Cumbie v. General Shale Brick, Inc., No. 07-1723 (4th Cir. Dec. 8, 2008): The Fourth Circuit has previously held that as long as an employee “participates” in an enumerated activity under section 704(a) (i.e., make a charge, testify, assist or participate in any manner in an investigation, proceeding, or hearing under Title VII), there is no addition al requirement or gloss that such participation be “reasonable.” Glover v. South Carolina Law Enforcement Div., 170 F.3d 411 (4th Cir. 1999) (employee witness who used opportunity of deposition to openly disparage management of her office and accuse superiors of “destruction of office documents, wasting funds, inappropriate behavior, dishonesty, and discrimination” nonetheless protected by section 704(a)).
So nearly a decade later, here’s another case where the district court once again tried to impose a reasonableness standard. The facts are summarized in a footnote::
“Cumbie’s claim originated with the discovery of several drawings in his workplace that he found offensive. He brought the drawings to the attention of his supervisor, whose investigation did not reveal the source of the drawings. There days after informing his supervisor that he had contacted PWCHRC (and filing the intake questionnaire), Cumbie was suspended for failing to report a worker’s compensation claim in a timely manner.”
The panel vacates and remands, reaffirming Glover. “Importantly, when an individual engages in activities constituting participation, such activity is protected conduct regardless of whether that activity is reasonable. . . . Because our established case law imposes the aforementioned reasonableness standard on opposition protected activity, but not on participation protected activity, the district court’s materials before us are insufficient to evaluate the propriety of the court’s finding that Cumbie failed to satisfy the protected activity element of a prima facie case.”
Fahim v.
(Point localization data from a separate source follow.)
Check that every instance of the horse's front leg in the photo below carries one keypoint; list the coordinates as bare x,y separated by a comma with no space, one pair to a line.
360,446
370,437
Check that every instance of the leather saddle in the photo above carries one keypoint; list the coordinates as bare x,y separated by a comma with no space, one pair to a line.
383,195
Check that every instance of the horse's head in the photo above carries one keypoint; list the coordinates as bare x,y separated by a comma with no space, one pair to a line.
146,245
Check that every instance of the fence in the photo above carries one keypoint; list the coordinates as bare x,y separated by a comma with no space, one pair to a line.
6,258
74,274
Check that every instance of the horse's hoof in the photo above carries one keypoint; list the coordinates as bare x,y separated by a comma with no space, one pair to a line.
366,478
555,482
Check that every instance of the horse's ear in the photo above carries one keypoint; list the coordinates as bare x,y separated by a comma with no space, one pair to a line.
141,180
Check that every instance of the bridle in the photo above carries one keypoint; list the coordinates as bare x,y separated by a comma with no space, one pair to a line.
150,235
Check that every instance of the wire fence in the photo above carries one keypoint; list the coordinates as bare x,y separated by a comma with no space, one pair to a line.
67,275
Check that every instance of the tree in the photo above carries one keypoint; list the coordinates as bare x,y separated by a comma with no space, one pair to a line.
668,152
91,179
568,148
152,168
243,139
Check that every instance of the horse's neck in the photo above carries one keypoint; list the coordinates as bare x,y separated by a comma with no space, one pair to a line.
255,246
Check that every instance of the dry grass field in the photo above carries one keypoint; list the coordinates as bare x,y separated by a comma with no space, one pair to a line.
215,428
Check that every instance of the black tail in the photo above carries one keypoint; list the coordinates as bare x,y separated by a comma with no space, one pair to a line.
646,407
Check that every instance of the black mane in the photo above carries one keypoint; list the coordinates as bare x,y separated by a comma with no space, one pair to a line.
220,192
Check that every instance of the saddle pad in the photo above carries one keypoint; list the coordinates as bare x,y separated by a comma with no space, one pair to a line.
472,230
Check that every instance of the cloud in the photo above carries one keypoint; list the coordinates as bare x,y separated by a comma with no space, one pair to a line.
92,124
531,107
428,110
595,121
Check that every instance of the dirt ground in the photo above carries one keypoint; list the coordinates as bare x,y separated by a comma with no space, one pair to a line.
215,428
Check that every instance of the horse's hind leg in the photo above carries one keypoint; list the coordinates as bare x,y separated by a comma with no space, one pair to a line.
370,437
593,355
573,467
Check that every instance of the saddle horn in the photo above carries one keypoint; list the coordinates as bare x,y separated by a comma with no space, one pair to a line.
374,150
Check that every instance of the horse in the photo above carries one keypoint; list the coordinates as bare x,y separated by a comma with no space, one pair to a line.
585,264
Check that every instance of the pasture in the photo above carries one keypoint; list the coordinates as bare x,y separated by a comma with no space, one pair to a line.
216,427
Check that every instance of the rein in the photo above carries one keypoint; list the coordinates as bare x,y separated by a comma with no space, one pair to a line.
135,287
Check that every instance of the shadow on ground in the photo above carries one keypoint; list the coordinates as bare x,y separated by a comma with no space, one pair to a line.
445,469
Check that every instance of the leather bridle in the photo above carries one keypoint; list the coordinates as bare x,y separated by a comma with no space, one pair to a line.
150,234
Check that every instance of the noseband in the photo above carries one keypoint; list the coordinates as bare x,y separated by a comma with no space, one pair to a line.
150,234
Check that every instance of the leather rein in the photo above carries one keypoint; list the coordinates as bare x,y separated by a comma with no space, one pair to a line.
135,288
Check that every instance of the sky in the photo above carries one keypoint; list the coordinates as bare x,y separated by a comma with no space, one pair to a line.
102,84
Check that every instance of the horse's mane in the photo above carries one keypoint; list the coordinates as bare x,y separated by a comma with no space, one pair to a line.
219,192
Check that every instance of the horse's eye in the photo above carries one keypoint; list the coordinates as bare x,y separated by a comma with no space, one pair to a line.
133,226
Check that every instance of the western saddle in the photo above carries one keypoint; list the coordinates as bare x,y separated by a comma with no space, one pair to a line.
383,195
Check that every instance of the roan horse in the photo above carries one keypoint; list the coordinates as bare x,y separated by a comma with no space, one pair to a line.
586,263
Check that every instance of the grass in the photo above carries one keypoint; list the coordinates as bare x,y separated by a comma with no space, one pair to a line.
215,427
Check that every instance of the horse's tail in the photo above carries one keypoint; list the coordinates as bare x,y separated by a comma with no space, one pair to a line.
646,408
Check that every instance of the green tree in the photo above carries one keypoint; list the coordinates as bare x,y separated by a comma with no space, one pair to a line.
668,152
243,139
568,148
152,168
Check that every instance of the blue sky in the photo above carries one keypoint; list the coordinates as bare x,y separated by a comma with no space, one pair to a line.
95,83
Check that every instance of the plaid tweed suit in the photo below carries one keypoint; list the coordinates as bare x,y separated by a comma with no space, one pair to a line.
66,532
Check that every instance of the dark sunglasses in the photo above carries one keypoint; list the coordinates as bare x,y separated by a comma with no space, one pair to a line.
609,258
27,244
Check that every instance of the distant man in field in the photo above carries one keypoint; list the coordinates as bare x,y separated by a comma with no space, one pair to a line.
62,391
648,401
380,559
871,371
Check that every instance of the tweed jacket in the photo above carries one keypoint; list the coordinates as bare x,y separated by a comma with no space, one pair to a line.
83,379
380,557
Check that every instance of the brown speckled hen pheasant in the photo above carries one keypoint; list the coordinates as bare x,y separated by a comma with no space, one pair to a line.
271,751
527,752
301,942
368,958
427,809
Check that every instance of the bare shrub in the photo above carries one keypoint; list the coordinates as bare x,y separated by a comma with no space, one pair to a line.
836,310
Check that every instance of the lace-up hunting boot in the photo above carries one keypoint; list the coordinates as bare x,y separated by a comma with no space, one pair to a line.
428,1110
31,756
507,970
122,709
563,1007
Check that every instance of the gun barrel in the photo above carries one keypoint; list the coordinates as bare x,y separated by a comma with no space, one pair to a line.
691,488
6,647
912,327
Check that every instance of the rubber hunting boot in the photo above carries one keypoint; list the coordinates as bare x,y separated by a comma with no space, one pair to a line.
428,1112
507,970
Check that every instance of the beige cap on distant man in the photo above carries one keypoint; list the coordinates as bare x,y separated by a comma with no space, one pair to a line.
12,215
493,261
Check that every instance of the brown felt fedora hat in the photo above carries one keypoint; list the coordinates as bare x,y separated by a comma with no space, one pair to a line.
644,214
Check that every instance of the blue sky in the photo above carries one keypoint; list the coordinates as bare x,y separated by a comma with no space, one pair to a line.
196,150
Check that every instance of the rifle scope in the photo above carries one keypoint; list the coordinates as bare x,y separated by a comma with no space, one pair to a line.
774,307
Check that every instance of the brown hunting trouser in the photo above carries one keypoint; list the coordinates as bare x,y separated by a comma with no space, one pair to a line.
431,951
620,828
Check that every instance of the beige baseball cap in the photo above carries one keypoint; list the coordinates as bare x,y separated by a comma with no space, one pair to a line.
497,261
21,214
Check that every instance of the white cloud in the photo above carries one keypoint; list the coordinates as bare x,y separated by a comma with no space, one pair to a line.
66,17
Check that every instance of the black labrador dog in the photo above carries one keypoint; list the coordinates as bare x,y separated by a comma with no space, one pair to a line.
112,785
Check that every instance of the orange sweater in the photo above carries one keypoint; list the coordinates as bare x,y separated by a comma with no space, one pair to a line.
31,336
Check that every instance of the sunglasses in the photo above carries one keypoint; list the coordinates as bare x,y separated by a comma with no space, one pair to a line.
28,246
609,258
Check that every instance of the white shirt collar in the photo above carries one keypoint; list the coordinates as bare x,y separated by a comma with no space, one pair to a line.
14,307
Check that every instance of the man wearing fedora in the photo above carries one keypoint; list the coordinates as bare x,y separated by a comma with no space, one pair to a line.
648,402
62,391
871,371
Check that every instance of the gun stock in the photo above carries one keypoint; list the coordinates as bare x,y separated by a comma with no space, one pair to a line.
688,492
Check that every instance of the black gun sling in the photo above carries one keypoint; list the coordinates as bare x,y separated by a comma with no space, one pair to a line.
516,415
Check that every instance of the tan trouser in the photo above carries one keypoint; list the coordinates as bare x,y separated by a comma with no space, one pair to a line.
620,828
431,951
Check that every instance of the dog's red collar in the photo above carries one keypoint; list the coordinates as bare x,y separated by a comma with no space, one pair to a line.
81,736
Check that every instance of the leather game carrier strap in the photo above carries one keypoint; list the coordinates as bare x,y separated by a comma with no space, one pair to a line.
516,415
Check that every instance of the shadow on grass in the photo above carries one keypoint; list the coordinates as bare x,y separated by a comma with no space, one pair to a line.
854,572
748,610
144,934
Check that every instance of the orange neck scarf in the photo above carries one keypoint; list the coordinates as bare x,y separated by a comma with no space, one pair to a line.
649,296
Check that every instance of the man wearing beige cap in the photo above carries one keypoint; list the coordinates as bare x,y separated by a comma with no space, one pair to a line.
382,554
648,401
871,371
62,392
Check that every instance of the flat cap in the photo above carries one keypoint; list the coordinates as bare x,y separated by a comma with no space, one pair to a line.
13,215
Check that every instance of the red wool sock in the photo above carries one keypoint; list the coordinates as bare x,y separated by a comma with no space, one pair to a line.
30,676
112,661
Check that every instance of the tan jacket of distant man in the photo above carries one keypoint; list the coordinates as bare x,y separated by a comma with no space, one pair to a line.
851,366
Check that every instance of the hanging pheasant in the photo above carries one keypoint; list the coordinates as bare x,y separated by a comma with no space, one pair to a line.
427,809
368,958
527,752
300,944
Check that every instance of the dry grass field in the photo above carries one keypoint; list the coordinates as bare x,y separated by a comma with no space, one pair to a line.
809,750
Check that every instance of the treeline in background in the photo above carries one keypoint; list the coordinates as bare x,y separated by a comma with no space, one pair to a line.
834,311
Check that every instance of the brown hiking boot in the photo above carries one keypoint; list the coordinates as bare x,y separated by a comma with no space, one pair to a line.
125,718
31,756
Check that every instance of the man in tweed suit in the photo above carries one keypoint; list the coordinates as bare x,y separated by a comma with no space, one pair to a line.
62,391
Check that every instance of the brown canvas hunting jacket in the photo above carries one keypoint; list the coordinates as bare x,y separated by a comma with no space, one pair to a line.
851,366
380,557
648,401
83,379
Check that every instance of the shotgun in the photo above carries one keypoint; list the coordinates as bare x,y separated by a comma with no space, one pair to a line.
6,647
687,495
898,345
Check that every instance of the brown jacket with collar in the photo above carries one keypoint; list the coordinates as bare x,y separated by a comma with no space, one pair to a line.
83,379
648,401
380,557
Marriott Hotel Services, Inc., No. 08-20349 (5th Cir. Dec. 8, 2008): Seldom litigated these days, Title II (42 U.S.C. § 2000(a)) allows injunctive relief to persons denied access to public accommodation because of race (or other clasifications). This case involves two, unrelated Air France passengers forced to layover in Houston, attempting to redeem airline vouchers at the Marriott. The plaintiff, an Egyptian-American Muslim woman, queued up at the check-in desk with a young woman whom she did not know. The other passenger spoke Arabic and covered her hair with a hajib. When the plaintiff asked for a room, the Marriott employee said that it did not have any more rooms for Air France passengers. As the plaintiff testified:
“My experience in life taught me to watch body language; and when somebody is very nice when his head was down and he called me and addressed me with ‘Hi, ma’am, how are you, ma’am,’ and all of a sudden when I point to a girl behind me who is wearing the Muslim head scarf, hijab, and his face changes, that tells me he is discriminating.”
Marriott defended that, at the time that the plaintiff showed up with her voucher, there were no more rooms available (although rooms opened up later — indeed, the young woman was later able to redeem her voucher).
The plaintiff filed only under Title II, neglecting (until too late) to amend her complaint to add a separate section 1981 count. So the district court and Fifth Circuit evaluated her claim solely under Title II. But the Fifth Circuit found a dearth of authority under that act (I suppose because the courts award only equitable relief under this section, and no damages).
The Fifth Circuit holds, as did the district court, that the McDonnell Douglas v. Green burden-shifting framework applies (as modified) to Title II: “that (1) she is a member of a protected class; (2) she attempted to contract for the services of a public accommodation; (3) she was denied those services; and (4) the services were made available to similarly situated persons outside her protected class.” The district court held that the plaintiff failed to meet the fourth prong of her prima facie case, because she did not show that the hotel denied services to similarly-situated persons outside her protected class.
The Fifth Circuit affirms, instead, on the ground that the employee failed to meet her burden of proof on the final step of pretext. The hotel proffered evidence that there were no available rooms at the time she presented her voucher. Although the plaintiff introduced evidence that other customers received rooms, the record established that those individuals either had reservations (which the plaintiff did not) or arrived after the plaintiff (when some rooms became available due to cancellations). In short, the plaintiff happened to be standing in line at just the wrong time.